Outcomes: After nine days of prednisone therapy, mean urine output increased from 1400 mL/day to 2400 mL/day (statistically significant).  Interestingly, the main jump in urine output occurred at day 3 when urine output jumped to about 2100 ml/day.  Patient assessed dyspnea improved in 80% of patients (p<0.01).  All but one patient were transitioned entirely to PO medications (off IV diuretics, ionotropes, or nitroglycerin) by day nine.  GFR increased from baseline of 63.4 mL/min to 74.1 mL/min (p<0.05).  Average weight loss was 3.17 kg. 

Safety: There were no deaths.  Prednisone therapy increased fasting glucose levels in diabetic patients but did not affect fasting levels in non-diabetic patients.  There were no new infections noted in the cohort.

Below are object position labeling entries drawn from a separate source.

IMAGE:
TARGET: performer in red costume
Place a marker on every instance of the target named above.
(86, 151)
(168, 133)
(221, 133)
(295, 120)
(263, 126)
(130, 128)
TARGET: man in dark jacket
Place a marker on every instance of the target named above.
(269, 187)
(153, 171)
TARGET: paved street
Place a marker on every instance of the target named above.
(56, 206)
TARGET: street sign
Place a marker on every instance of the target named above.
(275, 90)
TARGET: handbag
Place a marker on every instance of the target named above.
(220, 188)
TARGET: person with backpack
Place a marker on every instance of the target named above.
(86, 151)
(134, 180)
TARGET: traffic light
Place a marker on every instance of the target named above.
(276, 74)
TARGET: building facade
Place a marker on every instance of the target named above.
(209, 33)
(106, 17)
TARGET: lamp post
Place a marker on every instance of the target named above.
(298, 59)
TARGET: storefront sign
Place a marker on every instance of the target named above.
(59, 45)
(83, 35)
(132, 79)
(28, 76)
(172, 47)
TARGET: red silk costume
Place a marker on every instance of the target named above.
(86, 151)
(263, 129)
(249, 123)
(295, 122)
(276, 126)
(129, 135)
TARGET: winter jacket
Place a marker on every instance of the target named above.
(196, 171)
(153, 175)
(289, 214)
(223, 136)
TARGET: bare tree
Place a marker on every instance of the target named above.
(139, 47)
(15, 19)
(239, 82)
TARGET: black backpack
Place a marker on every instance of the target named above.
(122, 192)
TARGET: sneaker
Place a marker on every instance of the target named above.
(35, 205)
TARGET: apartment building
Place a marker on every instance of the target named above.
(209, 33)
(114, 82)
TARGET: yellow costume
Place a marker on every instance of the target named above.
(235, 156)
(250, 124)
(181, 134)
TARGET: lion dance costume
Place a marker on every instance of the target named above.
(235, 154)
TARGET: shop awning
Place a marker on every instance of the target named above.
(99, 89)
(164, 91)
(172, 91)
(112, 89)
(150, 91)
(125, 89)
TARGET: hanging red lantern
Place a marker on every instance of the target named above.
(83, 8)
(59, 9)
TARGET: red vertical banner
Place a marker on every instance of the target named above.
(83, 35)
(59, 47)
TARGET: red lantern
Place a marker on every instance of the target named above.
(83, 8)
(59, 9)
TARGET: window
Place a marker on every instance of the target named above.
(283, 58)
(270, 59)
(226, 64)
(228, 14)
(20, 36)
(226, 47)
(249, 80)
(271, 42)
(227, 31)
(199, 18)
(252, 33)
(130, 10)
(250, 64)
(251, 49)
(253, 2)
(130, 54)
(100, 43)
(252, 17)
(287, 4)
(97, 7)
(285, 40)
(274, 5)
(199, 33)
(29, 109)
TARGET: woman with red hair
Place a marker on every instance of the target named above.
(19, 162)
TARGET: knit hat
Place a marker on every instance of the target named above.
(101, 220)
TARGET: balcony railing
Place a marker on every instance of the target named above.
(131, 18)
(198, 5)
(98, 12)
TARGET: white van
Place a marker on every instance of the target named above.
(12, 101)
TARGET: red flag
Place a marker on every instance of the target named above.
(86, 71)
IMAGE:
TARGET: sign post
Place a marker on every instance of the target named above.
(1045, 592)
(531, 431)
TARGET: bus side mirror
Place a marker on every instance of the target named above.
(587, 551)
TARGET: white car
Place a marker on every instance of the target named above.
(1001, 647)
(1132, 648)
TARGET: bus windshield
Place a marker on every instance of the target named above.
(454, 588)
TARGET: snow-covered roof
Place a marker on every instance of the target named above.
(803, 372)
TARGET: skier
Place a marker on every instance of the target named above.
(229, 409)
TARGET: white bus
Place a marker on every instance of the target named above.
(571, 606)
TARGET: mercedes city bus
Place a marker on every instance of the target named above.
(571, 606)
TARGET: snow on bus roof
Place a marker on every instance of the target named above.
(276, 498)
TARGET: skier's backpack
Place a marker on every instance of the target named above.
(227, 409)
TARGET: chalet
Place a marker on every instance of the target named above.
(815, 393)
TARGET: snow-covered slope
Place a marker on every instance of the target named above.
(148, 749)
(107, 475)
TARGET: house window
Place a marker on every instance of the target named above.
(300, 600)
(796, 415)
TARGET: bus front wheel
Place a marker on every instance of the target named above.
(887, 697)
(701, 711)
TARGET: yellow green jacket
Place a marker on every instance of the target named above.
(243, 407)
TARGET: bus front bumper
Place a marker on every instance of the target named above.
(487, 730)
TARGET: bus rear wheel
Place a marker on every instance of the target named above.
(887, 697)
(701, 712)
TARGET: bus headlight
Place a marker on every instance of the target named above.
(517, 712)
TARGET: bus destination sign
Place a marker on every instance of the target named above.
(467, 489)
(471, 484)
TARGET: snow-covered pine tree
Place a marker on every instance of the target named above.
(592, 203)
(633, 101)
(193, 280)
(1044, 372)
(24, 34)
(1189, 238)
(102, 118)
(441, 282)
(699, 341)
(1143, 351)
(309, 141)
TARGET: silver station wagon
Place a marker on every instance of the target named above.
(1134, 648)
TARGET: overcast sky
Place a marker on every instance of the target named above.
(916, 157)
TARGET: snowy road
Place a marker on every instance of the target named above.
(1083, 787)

Discussion:  This study could really benefit from a control group!  The patients improved remarkably with prednisone administration, but one could also argue that if you stick with diuresis long enough, you will eventually make some headway.  The argument made by the authors is that the patients had received conventional therapy for the week prior without improvement in clinical status.  A concurrent control group or even a historical control group in the second week of therapy for CHF would make the case more convincing.  On the flip side, 34 out of 35 patients progressed from decompensated CHF dependant on IV therapy to PO therapy.  The progress was quite dramatic and may suggest benefit from prednisone.  So, how does this change therapy?  I would still not add prednisone to usual therapy for CHF, but if a patient presents with dyspnea along with the usual CHF/COPD combination, I would be less hesitant to add on the steroids.  Also, this topic is a great mini research project for a retrospective outcomes analysis for CHF patients who got steroids (likely for COPD) compared to CHF patients who did not get steroids.